Dean Campaign Memoirs: An Epilogue

I've got an opportunity (Allah Akbar!) to do a little retrospective writing about my days on the Dean campaign, the whole DeanSpace thing in particular, and perhaps maybe get it published as part of an anthology style book. So I'm going to be writing about this.

My style is to write what I feel, and some of what I'm doing is good, I think, but off-topic. Hence, this post.

Epilogue
For a minute it seemed like we might be branching out of the mean zero-sum game of traditional politics, like we could break the old muscle game, the turf wars, the whole 51% shuffle, everyone fighting over the same endorsements, the same TV show slots, the same pool of "likely voters." It felt like we really might grow our way to victory, take the prize simply by doing the right thing and widening the circle of participation.

Implicit in this vision was that if we went all the way, this is how the Dean Administration would be run as well. It represented the idea of a complete recapitulation of the Bush/Cheney gestalt -- not just a reversal on policy, but on the means and modes of governance as well. We dreamed of building an inclusive and transparent movement that could not only win elections, but also support a true national consensus; of the re-emergence of that classic standard of democracy, the Public Interest.

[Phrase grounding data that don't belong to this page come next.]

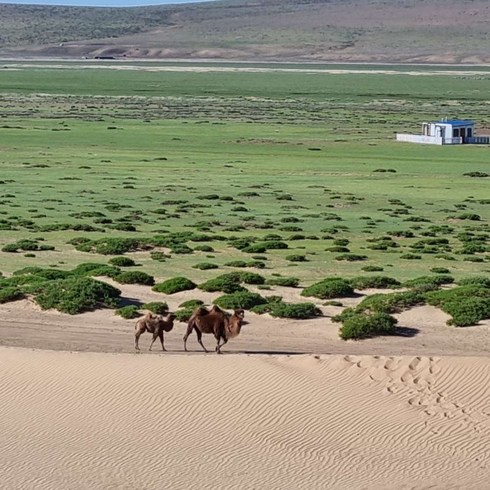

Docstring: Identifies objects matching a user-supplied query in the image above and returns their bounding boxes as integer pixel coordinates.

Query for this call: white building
[396,119,489,145]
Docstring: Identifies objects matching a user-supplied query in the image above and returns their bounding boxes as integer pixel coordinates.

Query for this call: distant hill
[1,0,489,63]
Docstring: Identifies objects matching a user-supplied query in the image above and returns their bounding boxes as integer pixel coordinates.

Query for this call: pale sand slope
[1,347,489,489]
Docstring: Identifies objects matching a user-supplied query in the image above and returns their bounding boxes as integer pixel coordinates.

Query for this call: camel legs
[195,328,209,353]
[134,327,144,351]
[183,323,194,352]
[215,336,228,354]
[183,324,209,352]
[158,331,166,351]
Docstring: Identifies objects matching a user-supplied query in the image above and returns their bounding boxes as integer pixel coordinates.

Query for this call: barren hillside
[0,0,489,62]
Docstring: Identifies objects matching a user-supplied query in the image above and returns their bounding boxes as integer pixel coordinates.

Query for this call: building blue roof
[434,119,474,126]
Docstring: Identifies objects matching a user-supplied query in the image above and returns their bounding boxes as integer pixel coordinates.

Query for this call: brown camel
[183,305,245,354]
[134,312,176,351]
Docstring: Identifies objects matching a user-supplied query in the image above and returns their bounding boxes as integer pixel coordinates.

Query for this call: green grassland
[0,63,489,286]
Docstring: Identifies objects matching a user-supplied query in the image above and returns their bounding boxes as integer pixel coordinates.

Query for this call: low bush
[426,286,490,327]
[224,260,248,268]
[192,262,219,270]
[354,290,425,314]
[268,302,322,319]
[0,287,25,304]
[179,299,204,309]
[457,276,490,288]
[349,276,401,290]
[115,271,155,286]
[72,263,121,278]
[338,312,398,340]
[238,271,266,285]
[199,273,245,293]
[301,278,354,299]
[361,265,384,272]
[404,275,454,290]
[153,277,196,295]
[175,307,194,322]
[109,256,136,267]
[142,301,169,314]
[32,277,121,314]
[266,276,300,288]
[213,291,267,310]
[286,254,308,262]
[335,254,368,262]
[116,305,141,319]
[194,245,214,252]
[430,267,451,274]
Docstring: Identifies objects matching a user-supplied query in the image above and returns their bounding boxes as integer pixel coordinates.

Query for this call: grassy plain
[0,62,489,285]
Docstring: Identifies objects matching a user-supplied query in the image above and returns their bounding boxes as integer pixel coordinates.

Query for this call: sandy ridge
[1,347,489,489]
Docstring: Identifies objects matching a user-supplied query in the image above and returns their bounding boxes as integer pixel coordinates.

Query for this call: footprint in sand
[408,356,422,370]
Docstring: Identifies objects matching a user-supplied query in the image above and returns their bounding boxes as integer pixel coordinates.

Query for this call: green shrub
[0,287,25,303]
[175,307,194,322]
[355,290,425,314]
[153,277,196,294]
[109,256,136,267]
[361,266,384,272]
[199,273,245,293]
[430,267,451,274]
[301,278,354,299]
[349,276,401,290]
[404,275,454,290]
[179,299,204,309]
[238,271,266,285]
[116,305,141,319]
[115,271,155,286]
[286,254,308,262]
[150,251,169,262]
[142,301,168,314]
[442,298,490,327]
[339,312,398,340]
[457,276,490,288]
[192,262,219,270]
[335,254,368,262]
[72,263,121,278]
[268,302,322,319]
[426,286,490,326]
[194,245,214,252]
[266,276,300,288]
[83,237,144,255]
[213,291,267,310]
[33,277,121,314]
[224,260,248,268]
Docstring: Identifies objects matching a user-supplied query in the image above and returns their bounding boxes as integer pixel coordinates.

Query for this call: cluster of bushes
[30,277,121,315]
[301,278,354,299]
[426,286,490,327]
[2,239,54,253]
[153,277,196,295]
[252,298,321,319]
[115,301,169,319]
[335,311,398,340]
[213,290,267,310]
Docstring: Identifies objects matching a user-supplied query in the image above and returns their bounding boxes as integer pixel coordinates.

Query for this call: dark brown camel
[183,305,245,354]
[134,312,176,351]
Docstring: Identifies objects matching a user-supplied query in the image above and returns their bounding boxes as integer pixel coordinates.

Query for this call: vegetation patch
[336,311,398,340]
[153,277,196,295]
[116,305,140,319]
[213,290,267,310]
[301,278,354,299]
[114,271,155,286]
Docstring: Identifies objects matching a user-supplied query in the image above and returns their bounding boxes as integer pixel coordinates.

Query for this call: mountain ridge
[1,0,489,63]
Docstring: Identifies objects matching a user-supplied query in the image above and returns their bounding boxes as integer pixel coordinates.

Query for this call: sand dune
[1,347,488,489]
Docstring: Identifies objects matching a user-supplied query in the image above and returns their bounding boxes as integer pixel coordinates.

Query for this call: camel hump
[210,305,225,315]
[193,306,211,317]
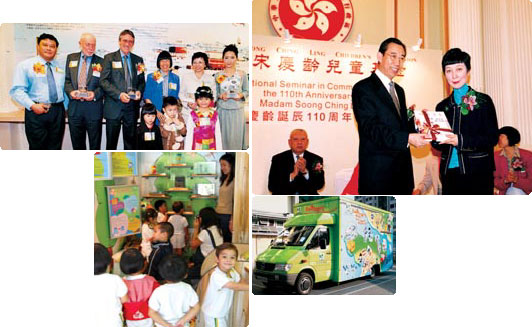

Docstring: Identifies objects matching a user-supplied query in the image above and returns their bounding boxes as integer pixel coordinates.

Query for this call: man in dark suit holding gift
[268,129,325,195]
[352,37,429,195]
[64,33,104,150]
[100,29,146,150]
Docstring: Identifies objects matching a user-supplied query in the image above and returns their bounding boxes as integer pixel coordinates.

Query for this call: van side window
[308,226,329,249]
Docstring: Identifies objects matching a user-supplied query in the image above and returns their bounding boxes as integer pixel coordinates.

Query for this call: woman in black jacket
[432,48,499,194]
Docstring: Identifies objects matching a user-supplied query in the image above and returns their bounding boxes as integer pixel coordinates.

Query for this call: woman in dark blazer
[432,48,499,194]
[144,51,180,122]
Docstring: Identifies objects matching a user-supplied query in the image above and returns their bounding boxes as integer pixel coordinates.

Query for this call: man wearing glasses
[64,33,104,150]
[100,29,145,150]
[352,37,429,194]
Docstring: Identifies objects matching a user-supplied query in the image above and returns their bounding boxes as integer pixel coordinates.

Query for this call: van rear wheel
[295,272,314,295]
[370,266,377,278]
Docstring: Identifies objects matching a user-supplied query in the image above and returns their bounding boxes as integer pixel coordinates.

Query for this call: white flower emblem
[290,0,338,35]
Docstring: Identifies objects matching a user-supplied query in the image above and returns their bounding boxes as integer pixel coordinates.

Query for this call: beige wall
[252,0,443,50]
[0,24,17,112]
[426,0,444,50]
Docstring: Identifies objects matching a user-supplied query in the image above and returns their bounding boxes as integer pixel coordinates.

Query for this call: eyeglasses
[385,53,405,62]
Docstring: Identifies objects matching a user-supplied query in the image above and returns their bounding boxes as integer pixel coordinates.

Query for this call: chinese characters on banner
[252,35,444,194]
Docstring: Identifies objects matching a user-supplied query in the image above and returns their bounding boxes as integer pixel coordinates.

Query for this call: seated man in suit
[100,29,146,150]
[268,129,325,195]
[64,33,104,150]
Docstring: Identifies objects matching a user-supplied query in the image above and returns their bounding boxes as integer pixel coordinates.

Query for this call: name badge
[199,117,211,126]
[144,132,155,141]
[55,67,64,74]
[93,71,101,78]
[112,61,123,69]
[169,82,177,90]
[69,61,78,68]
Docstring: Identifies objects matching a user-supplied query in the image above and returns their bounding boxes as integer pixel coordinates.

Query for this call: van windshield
[282,226,315,246]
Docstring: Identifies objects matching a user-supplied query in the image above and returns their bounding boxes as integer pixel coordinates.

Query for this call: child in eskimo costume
[160,96,186,150]
[184,86,222,150]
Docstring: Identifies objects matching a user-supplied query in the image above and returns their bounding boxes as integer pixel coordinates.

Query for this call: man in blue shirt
[10,33,66,150]
[100,29,146,150]
[64,33,104,150]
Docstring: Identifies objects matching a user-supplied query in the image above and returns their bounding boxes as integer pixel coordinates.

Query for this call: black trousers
[68,113,102,150]
[442,168,494,195]
[24,103,65,150]
[218,213,233,243]
[105,106,136,150]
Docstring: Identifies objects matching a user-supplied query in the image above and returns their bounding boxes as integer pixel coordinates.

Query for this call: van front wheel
[295,272,314,295]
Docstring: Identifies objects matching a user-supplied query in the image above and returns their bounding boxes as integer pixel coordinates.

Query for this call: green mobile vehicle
[254,197,394,294]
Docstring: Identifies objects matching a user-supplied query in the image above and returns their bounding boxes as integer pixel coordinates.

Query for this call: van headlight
[274,264,292,271]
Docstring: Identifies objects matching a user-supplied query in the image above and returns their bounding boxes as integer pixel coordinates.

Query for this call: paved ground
[253,266,396,295]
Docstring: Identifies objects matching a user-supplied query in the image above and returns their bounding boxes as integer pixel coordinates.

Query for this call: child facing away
[94,243,129,327]
[120,248,160,327]
[154,200,168,223]
[168,201,189,256]
[147,222,174,282]
[141,208,158,258]
[184,86,223,150]
[137,103,163,150]
[148,254,199,327]
[199,243,248,327]
[160,96,187,150]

It was happening, and I believed -- still believe -- it would have kept happening if we'd made it past Iowa.

But we got beat on the ground by a stronger machine. Kerry came back from the brink with an incredible close -- his vietnam buddies, coming in via helicopter -- and his organization made an 11th-hour alliance with Gov.. Tom Vilsack which really sealed the deal. A caucus is a complicated thing. Not many people show up, and it's not at all like voting. Vilsack's machine was strong and deep, and they made the most of the situation, easily besting our inexperienced, outnumbered, and largely out-of-state operation.

That alone would have been a crippling setback, but we also got beat like a gong on the air. The ad strategy had been off-target in the closing weeks of 2003, and the hostile media environment was taking a toll, and then there was the post-Caucus concession speech, aka "the scream."

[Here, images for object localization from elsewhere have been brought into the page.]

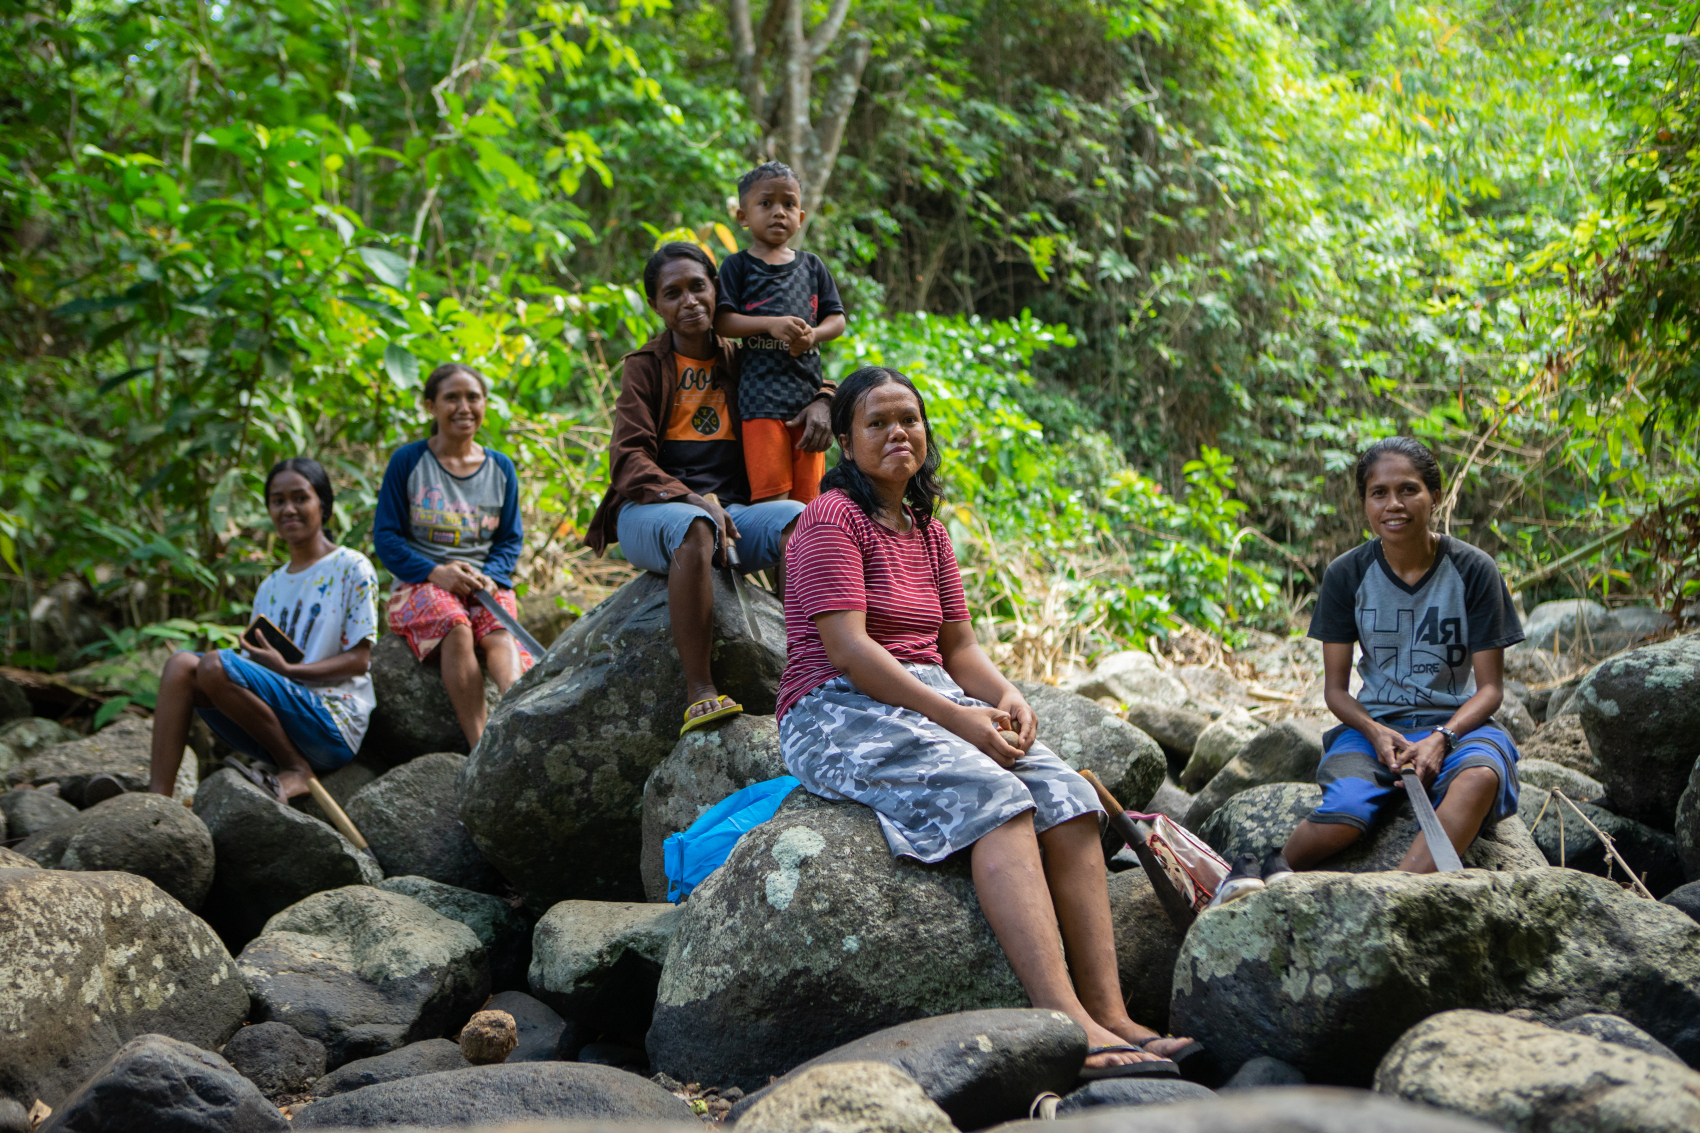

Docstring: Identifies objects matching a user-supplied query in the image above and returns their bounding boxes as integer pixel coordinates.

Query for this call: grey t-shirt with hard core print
[1308,535,1524,722]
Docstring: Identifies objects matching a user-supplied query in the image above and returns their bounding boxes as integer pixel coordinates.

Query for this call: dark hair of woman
[642,242,719,303]
[422,362,489,436]
[1355,435,1444,500]
[821,366,945,528]
[264,457,336,530]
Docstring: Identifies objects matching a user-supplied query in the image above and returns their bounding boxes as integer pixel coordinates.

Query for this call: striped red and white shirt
[777,488,969,719]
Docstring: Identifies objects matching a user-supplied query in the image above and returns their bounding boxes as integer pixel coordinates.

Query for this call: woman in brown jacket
[584,242,830,734]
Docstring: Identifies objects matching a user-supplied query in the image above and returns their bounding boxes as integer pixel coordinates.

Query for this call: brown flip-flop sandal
[223,756,288,806]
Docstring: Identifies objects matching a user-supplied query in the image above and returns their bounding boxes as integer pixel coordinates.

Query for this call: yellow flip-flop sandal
[680,695,744,736]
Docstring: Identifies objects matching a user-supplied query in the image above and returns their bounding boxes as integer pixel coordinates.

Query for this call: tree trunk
[724,0,870,243]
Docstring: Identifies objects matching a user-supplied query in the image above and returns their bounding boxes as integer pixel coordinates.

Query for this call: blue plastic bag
[663,776,800,902]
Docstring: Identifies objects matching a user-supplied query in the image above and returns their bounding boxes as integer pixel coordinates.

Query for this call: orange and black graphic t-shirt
[658,355,748,504]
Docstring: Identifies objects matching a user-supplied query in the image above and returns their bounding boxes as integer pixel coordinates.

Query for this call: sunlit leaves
[357,247,412,291]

The scream ranks right up there with Colin Powell's UN hustle as one of the great specific moments of failure for our media and press. It was but moment, but one that will go down in any honest history as the apotheosis of sound-bytes.

Think of it. There are no words, just a sound. "YEAAAA!" Over and over and over, just that sound.

Of course, it was taken out of context. It was essentially a live moment, a real interaction between the man on the stage and the people in the room. Footage from the crowd which surfaced after the fact shows that from the audience you could barely hear the man talk, let alone pick out a scream.

Whether it was out of context or not, the scream fit perfectly into every negative narrative. Drudge posted an audio clip before any story was written. He knew. Reporters at the scene didn't think there was a story, but savvy observers watching via television could see. Drudge put it up, and that made it news, and that byte of sound was repeated hundreds of times across every major news outlet over the next week.

These days, and increasingly now, you have a better chance of pushing back against manipulation like this, with your own footage if you've got it. Think "Macacca" if you need an instance of how things have changed. But in this moment as in many, we were a bit ahead of the times. There was literally no defense, and given those were the rules of the game at the time, from a brass-tacks point of view, we deserved to lose.

And so, in New Hampshire, where we actually grew the kind of authentic grassroots ground organization that could have contended in a caucus -- and which, I can add with pride, held together and has elected a couple of members of congress of late -- there was a primary. There was a general uncomplicated vote for which most rank and file Democrats showed up to participate, and we finished second, and then we lost.

Responses

It's Tom Vilsack who's the governor of Iowa.

To paraphrase the wine cooler guys from TV when I was a kid: thank you for your [editorial] support.

I just kept thinking Iowa had an ex-KGB operative for a governor.